Tool Invocation
A tool invocation is a message sent from the runtime to a tool, requesting that the tool execute an operation. The runtime dispatches invocations as HTTP POST requests to the tool's registered endpoint.
Request
The runtime MUST send a tool invocation as an HTTP POST with Content-Type: application/json.
POST https://tool.example.com/invoke
Content-Type: application/json
{
"operation": "subscribe_github_events",
"arguments": {
"owner": "acme",
"repo": "api",
"event_type": "pull_request"
},
"id": "call_abc123",
"call_id": null,
"callback_url": "https://agent.example.com/callback",
"group_id": "thread_xyz",
"thread_ancestors": ["thread_root", "thread_parent"],
"user_id": "user_42"
}
Fields
| Field | Type | Required | Description |
|---|---|---|---|
operation | string | Yes | The tool operation name. MUST match a name defined in the tool's toolset definition. |
arguments | object | Yes | Tool arguments. MUST conform to the JSON Schema defined for this operation in the toolset. |
id | string | Yes | Unique tool call identifier, typically generated by the LLM. MUST be included in the corresponding tool result. |
call_id | string | null | No | Optional secondary call identifier for model-specific tracking. If provided, MUST be echoed in the tool result. |
callback_url | string | Yes | The URL where the tool MUST POST results. See Transport for callback URL requirements. |
group_id | string | Yes | Conversation thread identifier. MUST be included in all callback messages to route them to the correct conversation. |
thread_ancestors | string[] | null | No | Ordered list of ancestor thread group IDs, from root to the parent of the current thread. Tools MAY use this to inherit state (e.g. permission grants) from parent threads. Omitted when the current thread is the root. |
user_id | string | null | No | End-user identity. Tools MAY use this for authorization, personalization, or audit logging. |
Response
The tool MUST return HTTP 200 immediately to acknowledge receipt. The response body is not read by the runtime.
HTTP/1.1 200 OK
The tool MUST NOT block the HTTP response on processing the invocation.

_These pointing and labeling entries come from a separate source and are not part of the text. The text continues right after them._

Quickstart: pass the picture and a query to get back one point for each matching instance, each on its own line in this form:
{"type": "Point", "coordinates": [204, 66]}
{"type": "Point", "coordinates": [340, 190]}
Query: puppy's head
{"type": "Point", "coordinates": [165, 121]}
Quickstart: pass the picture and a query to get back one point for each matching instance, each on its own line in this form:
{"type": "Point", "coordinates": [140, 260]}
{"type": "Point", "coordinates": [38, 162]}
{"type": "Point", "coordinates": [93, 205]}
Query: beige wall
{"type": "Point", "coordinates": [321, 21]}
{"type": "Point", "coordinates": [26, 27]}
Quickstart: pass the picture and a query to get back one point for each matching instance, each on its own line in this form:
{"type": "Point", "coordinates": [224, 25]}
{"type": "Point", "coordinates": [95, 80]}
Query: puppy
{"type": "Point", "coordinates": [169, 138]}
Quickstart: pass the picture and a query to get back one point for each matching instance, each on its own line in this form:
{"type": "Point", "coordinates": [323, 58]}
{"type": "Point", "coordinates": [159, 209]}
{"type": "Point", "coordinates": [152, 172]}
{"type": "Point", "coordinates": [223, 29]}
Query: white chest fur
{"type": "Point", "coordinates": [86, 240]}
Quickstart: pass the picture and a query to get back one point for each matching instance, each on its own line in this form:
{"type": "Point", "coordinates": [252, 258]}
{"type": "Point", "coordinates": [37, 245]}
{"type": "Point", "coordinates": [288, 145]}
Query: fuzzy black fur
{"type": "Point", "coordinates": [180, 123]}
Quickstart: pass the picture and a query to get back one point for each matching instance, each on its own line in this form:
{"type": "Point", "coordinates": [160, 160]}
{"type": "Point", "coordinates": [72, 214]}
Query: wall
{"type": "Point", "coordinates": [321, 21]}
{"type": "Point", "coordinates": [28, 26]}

The acknowledgement confirms only that the message was received and will be processed.
Processing
After acknowledging the invocation, the tool:
- MUST process the request asynchronously
- MUST send a result to the
callback_urlwhen processing completes, using one of the callback message types - MAY take arbitrarily long to process — the protocol defines no timeout
If the tool encounters an error during processing, it MUST still send a tool result with the error description. The tool MUST NOT silently drop invocations.
Validation
Runtime Validation
Before dispatching an invocation, the runtime MUST verify that the operation field matches a known tool definition from a loaded toolset. The runtime SHOULD validate the arguments object against the tool's inputSchema to catch malformed input before it reaches the tool. The runtime MUST generate a unique id for the tool call (or use the one provided by the LLM), MUST provide a valid callback_url where the tool can deliver results, and MUST include the group_id of the current conversation thread. When the current thread has ancestor threads, the runtime SHOULD include thread_ancestors with the ordered list of ancestor group IDs from root to parent.
Tool Validation
Upon receiving an invocation, the tool MUST validate that the operation field references a supported operation. For any validation failure — malformed payload, unknown operation, invalid arguments — the tool SHOULD still return HTTP 200 to acknowledge receipt, then deliver the error asynchronously as a tool result with an error description.
Error Responses
The protocol intentionally keeps the HTTP-level error surface minimal. Tools MUST return HTTP 200 if they accept the invocation for asynchronous processing. Any other non-200 status indicates the tool could not accept the invocation, and the runtime SHOULD record the failure as a tool result with an error description, allowing the LLM to reason about it.
Detailed error information (invalid arguments, authorization failures, rate limits) SHOULD be communicated asynchronously via a tool result with an error description, not through HTTP status codes.
Security Considerations
Tools MUST validate all input arguments before processing to guard against injection attacks, unexpected data types, or values outside acceptable ranges. Tools that use the user_id field for authorization decisions MUST implement proper access controls to ensure users can only perform operations they are permitted to.
Tools SHOULD rate-limit invocations to prevent abuse, and SHOULD sanitize output before sending results to the callback URL to avoid leaking internal implementation details. Runtimes SHOULD log tool invocations for audit purposes, including the operation name, timestamp, and outcome.